The calculated polycentricity score for each metropolitan area is sensitive not only to the size of its suburban centres, but also to their number and location. Increases in population size in the given centres or in the number of suburban centres, or an outward shift of a centre, are all associated with increased polycentric scores. This spatial statistical approach can also be used to calculate polycentricity scores for employment, retail and entertainment opportunities, by simply replacing the population distribution data with that of employment, retail and entertainment opportunity data. These polycentric measures, therefore, complement existing regional planning efforts to retrofit American suburban areas by cultivating relatively high-density suburban activity centres. An extended discussion of our polycentricity measure can be found in Yang et al. (2012).
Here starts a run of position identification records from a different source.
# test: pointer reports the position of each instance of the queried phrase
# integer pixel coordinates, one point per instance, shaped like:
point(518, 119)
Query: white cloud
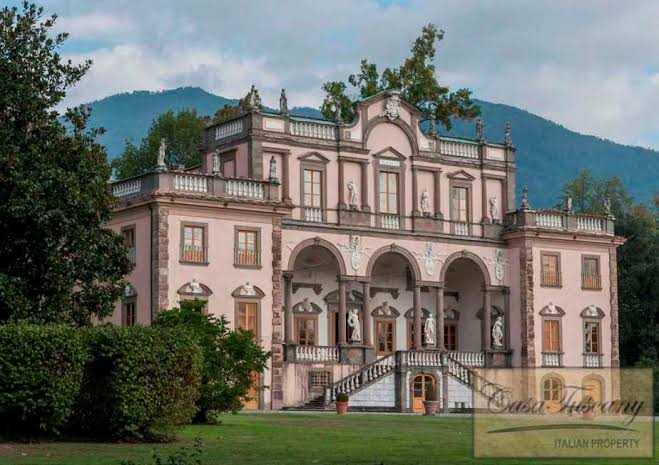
point(588, 65)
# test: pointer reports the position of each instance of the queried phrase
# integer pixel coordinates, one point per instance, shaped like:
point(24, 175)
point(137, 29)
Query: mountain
point(548, 154)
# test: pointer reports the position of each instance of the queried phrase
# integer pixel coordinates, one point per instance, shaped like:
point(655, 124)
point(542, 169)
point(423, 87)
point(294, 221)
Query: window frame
point(204, 239)
point(237, 230)
point(559, 276)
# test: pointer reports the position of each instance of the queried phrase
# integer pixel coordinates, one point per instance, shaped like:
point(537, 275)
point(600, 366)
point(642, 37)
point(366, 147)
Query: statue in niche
point(162, 152)
point(429, 327)
point(494, 209)
point(425, 203)
point(497, 332)
point(353, 322)
point(283, 103)
point(195, 286)
point(352, 194)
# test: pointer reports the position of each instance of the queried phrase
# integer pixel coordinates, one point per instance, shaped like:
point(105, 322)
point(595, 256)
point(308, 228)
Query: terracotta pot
point(341, 407)
point(430, 407)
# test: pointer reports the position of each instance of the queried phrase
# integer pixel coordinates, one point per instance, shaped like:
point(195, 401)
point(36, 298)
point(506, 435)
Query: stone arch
point(317, 241)
point(393, 248)
point(470, 256)
point(409, 132)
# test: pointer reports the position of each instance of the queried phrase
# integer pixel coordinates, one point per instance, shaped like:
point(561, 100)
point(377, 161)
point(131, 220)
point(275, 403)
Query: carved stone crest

The American Time Use Survey
The American Time Use Survey (ATUS) is used in this study. The ATUS is conducted by the Bureau of Labor Statistics annually (http://www.bls.gov/tus/). Households are selected randomly from those participating in the Current Population Survey (CPS). We use the ATUS data of the period 2003–2008, comprising over 85,000 individual time uses of different types of activities over the course of 24 hours. About 25,000 of ATUS respondents were selected to participate in the survey on Eating and Health. Compared with other data sources in public health research, this subset of the ATUS dataset has rich information on the time use of different activities and helps us explore the metabolic rates of both task and rest, that is, two core determinants of individual weight status. ATUS also provides socioeconomic and demographic information such as age, gender, marital status, ethnicity, education, income and residence location, as well as individual self-reported height and weight, among a subset of respondents. In addition to the detailed activity and socioeconomic information, one advantage of the ATUS national survey data is good geographic coverage. In order to reveal how polycentricity affects physical activity and obesity, multiple metropolitan areas with varied polycentricity should be included for statistic inference. We find that this survey includes metropolitan areas of different sizes, development histories and polycentricity scores.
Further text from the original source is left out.